Unlocking the Power of the Keras Functional API: A Titanic Case Study | by Kamesh Kotwani | Sep, 2024


Imagine you’re building a model to predict whether a passenger on the Titanic survived. It’s a straightforward task — binary classification. You start with a few layers of neurons stacked on each other, one after the other, and connect them in a simple chain. Data flows from the input, through the hidden layers, and finally to the output, predicting survival or non-survival. You think, This is easy! The Sequential API is perfect for this kind of job.

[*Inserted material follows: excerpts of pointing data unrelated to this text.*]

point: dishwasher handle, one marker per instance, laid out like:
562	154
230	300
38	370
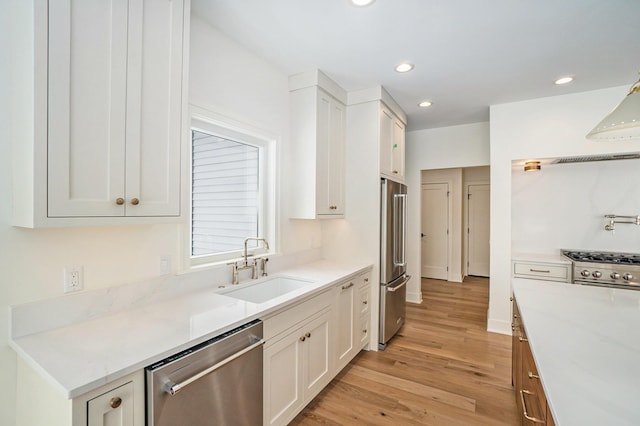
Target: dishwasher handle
173	388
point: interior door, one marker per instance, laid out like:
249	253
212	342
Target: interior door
435	230
478	231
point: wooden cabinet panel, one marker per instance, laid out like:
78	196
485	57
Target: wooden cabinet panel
530	398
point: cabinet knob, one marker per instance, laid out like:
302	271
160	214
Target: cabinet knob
115	402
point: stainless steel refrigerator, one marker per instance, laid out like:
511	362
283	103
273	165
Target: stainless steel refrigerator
393	265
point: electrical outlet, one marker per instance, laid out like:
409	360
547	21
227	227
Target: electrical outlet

So, you quickly create your model using the Keras Sequential API:

from keras.models import Sequential
from keras.layers import Dense

# A simple binary classification model using the Sequential API
linear_model = Sequential([
Input((X_train.shape[1],)),
Dense(32, activation='relu'),
Dense(16, activation='relu'),
Dense(1, activation='sigmoid') # Output layer for survival prediction
])

linear_model.compile(optimizer='adam', loss='binary_crossentropy', metrics=['accuracy'])

Model
Linear Model architecture for simple binary classification of linear_model

It works like a charm. The Sequential API is, by nature, linear. It lets you stack layers one after the other — no fuss, no confusion. You can think of it as building a simple ladder. Climb one rung, then the next, until you reach the top.

But as you get more curious, you realize that predicting survival isn’t your only interest. You’re also curious about age. Can the same model predict both survival and age? Now, things get complicated.

Suddenly, your Sequential model doesn’t cut it anymore. It would be best to have a model that can split into two paths — one predicting age as a continuous value and the other predicting survival as a binary classification. It’s like having a road with a fork: the data travels down the same road at first but then splits into two paths. The Sequential API, however, only supports one road, so what now?

This is where the Keras functional API kicks in!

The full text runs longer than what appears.